The document adds: “In respect of the proposal suggested to the council they considered that whilst the proposed monopole was a comparable height to the adjacent leisure centre building as it was a distance from this building it would be viewed in isolation and as a “clearly distinct structure” from most nearby vantage points.
“The monopole will be considerably taller than the existing street furniture and would appear discordant detracting from the appearance of the immediate locality. The council confirmed they would not support the proposal on this basis.
“Whilst the Appellant could now pursue the council’s site via the Code, this is a lengthy process involving the land tribunal and given the need to remove the equipment from the Police HQ in the near future in accordance with the notice served under the terms of the lease by the landlord, replacement coverage is required in the shorter rather than longer term.”
Commenting on the refusal of the Holt Street application, the appellant notes that whilst the “height of the mast is significantly taller than the existing street furniture and in particular the street lighting” – “the separation is such that the mast will not be backdropped sufficiently in all views and as such will appear as a prominent and discordant feature in the streetscene”.
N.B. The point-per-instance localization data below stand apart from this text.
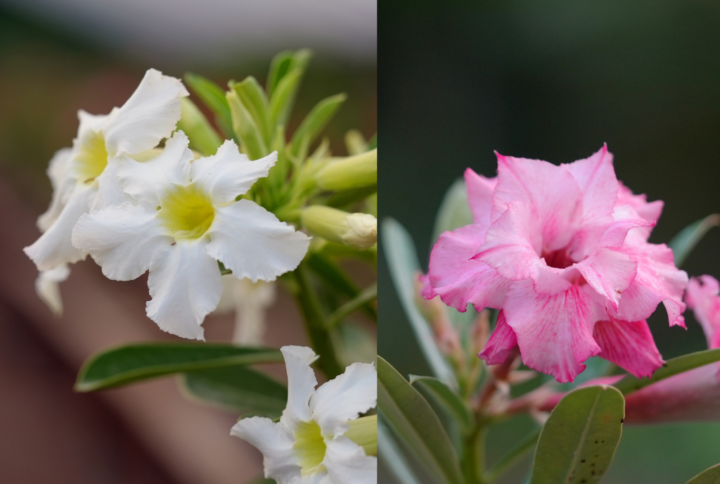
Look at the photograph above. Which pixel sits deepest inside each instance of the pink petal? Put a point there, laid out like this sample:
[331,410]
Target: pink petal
[609,272]
[596,178]
[457,278]
[657,280]
[501,344]
[513,242]
[480,199]
[702,297]
[550,190]
[629,345]
[554,332]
The appeal document continues onto say: “The Appellant considers that the number of vertical structures in the vicinity, the scale and massing of the adjacent building, and height of the nearby trees, together with the modern recreational, commercial and retail nature of the surrounding land use and main transport route infrastructure setting for the appeal proposal, all result in an appropriate visual context.
“The particular siting of the appeal proposal has taken account of all of the above factors in trying to mitigate as far as practicable the visual impact of its design and height which are required for operational reasons.”
It concludes: “The Inspector is respectfully requested to consider the merits of the appeal proposal based on the evidence provided in support of this appeal and to grant planning permission, thereby ensuring the Appellant can continue to provide its customers with the desired level of service in this area.”
A decision on the appeal will be made by a planning inspector at a later date.